What a Long Strange Trip It's Been: Jack Thompson, DisbarredWe all all knew this day would come, somehow.
Florida Judge Dava Tunis recommended permanent disbarment of bombastic Nazi-hunter Jack Thomspon, and her recommendation has been approved. From Kotaku:
The Court approves the corrected referee's report and John Bruce Thompson is permanently disbarred, effective thirty days from the date of this order so that respondent can close out his practice and protect the interests of existing clients.
Thompson also owes $43, 675.35 in legal fees to the Florida Bar.
There's more information available at Game Politics, but the site is getting hammered right now, so you might not be able to get through.
Of course, Thompson has already responded to this news--at length, which is the only way he can. Instead of quoting various bits of madness from his ramblings, let me provide you with a summary:
If I had a world of my own, everything would be nonsense. Nothing would be what it is, because everything would be what it isn't. And contrary wise, what is, it wouldn't be. And what it wouldn't be, it would. You see?

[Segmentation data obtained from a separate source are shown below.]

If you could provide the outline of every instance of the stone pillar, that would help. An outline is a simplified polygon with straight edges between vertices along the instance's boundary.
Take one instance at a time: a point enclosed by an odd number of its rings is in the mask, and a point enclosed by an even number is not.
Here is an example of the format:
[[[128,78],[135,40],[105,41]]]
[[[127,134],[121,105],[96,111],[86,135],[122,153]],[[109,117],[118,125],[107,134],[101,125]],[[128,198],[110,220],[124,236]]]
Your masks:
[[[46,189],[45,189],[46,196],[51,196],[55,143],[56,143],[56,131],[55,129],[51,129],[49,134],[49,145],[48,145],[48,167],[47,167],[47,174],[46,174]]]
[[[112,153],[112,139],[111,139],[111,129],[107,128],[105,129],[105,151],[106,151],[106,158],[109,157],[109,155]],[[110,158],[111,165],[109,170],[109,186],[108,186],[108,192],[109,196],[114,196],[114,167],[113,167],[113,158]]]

--Alice, Alice's Adventures in Wonderland, 1865
Alice in Wonderland, Jack Thompson--it's all pretty much the same.
When I read this news, it made me curious to find out just how difficult it is to get disbarred in Florida.
Almost impossible, as it turns out.
Thanks to the "connected series of tubes" that is the Internet, I found disciplinary statistics for the Florida Bar. Here are a few highlights:
Bar population: 79,290
Permanent disbarment: 5
Bar population: 81,534
Permanent disbarment: 18
Bar population: 84,884
Permanent disbarment: 12
So last year, if you were a member of the Florida Bar, you had a less than 1 in 12,000 chance of being permanently disbarred.
In gaming terms, being disbarred in Florida=EPIC FAIL.
What I wonder is whether state legislatures will continue to use Simple Jack as an advisor when they draft clearly unconstitutional legislation involving video games. I know--that seems impossible, but in America today, our slogan is cognitive dissonance: it's not just for breakfast anymore.
Trivia note: when I originally wrote this post, I typed Judge "Dava Tunis" as "Tuna Davis."